Écrivant, l'auteur·e devrait susciter en nous le recours à un vocabulaire varié ! Écrire, c'est traiter, exposer, s'intéresser à un problème, une thématique dont on brosse une description à grands traits (on peut aussi brosser sa veste, mais ça ne nous intéresse pas : l'auteur·e peut se brosser !). Écrire c'est aborder un sujet, l'analyser, parfois sous un angle nouveau qui oblige à le déconstruire. C'est mettre en évidence, souligner l'importance d'une question, d'une relation, d'une configuration. C'est parfois la mettre au jour (l'exposer à la lumière : la mise à jour est une actualisation). À cet effet, qui écrit relève (des faits, des significations). C'est parfois insister sur un aspect insuffisamment traité auparavant, parfois remettre en cause des notions, des concepts, des interprétations établies comme une bourgeoisie ou une bureaucratie que vient secouer une révolution (nous avons regardé le film évoqué tout à l'heure).
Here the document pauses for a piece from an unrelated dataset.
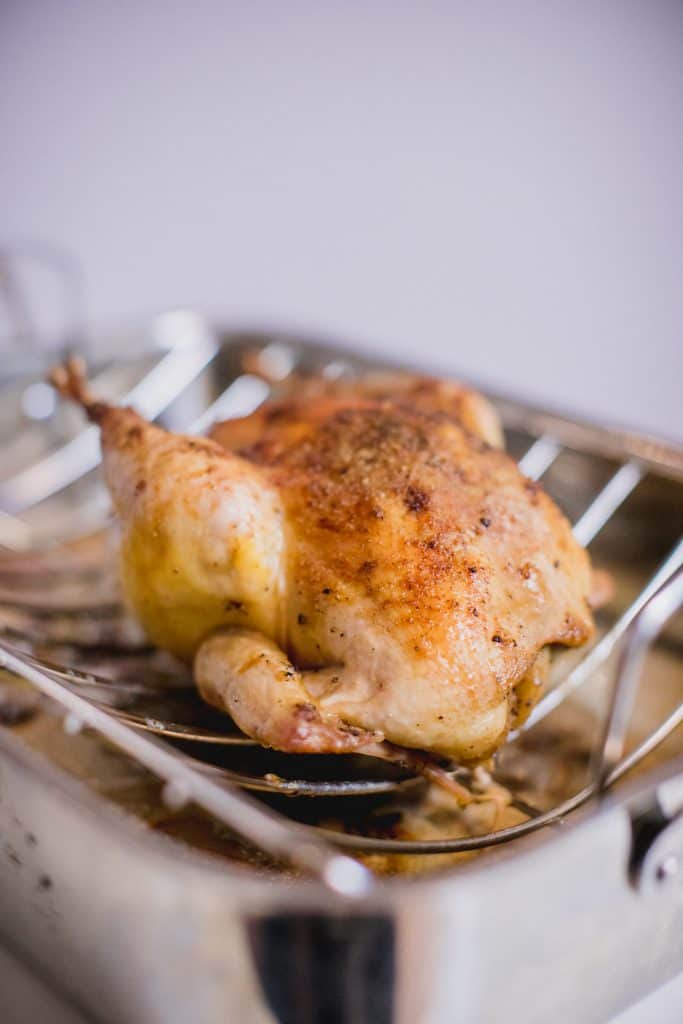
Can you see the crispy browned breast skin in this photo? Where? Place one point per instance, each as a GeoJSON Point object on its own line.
{"type": "Point", "coordinates": [357, 567]}
{"type": "Point", "coordinates": [419, 557]}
C'est dresser des listes, classer, classifier, proposer (des typologies comme des grilles de lecture). C'est discuter, contredire ou, au contraire, confirmer, préciser, affiner, actualiser (pas une simple mise à jour). Résumé, c'est parfois, simplement, expliquer (ou tenter, ébaucher une explication).
Vous avez ici quelques synonymes d'exposer (verbe voisin par le sens de parler au sens de l'auteur nous parle de…) : http://www.cnrtl.fr/synonymie/exposer. N'hésitez pas à glisser de mot en mot et commencez tout de suite, à défaut de répertoire d'action, cela permet de se constituer un répertoire d'automatismes utiles sans se prendre la tête au moment où vous entendrez ces paroles fatidiques : « Retournez les sujets. Vous avez trois heures ! » Là, ce sera à vous de bien parler.
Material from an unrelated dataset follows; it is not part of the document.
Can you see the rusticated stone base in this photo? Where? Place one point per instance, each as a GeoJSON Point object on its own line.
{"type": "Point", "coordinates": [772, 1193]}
Bonus du jour (offert gracieusement avec les compliments du Phare Ouest). — Vous aurez noté qu'on écrit « eh bien ! » et non °et bien (et de même : « eh oui ! » et non °(et oui) dès lors que les deux termes forment interjection sans que « bien » soit lié à la suite (comme dans : « bla-bla-bla et, bien entendu, les choses ne se sont pas passées comme prévu). Dans “eh bien/oui/non”, le point d'exclamation s'impose, mais il peut être déplacé en fin de phrase.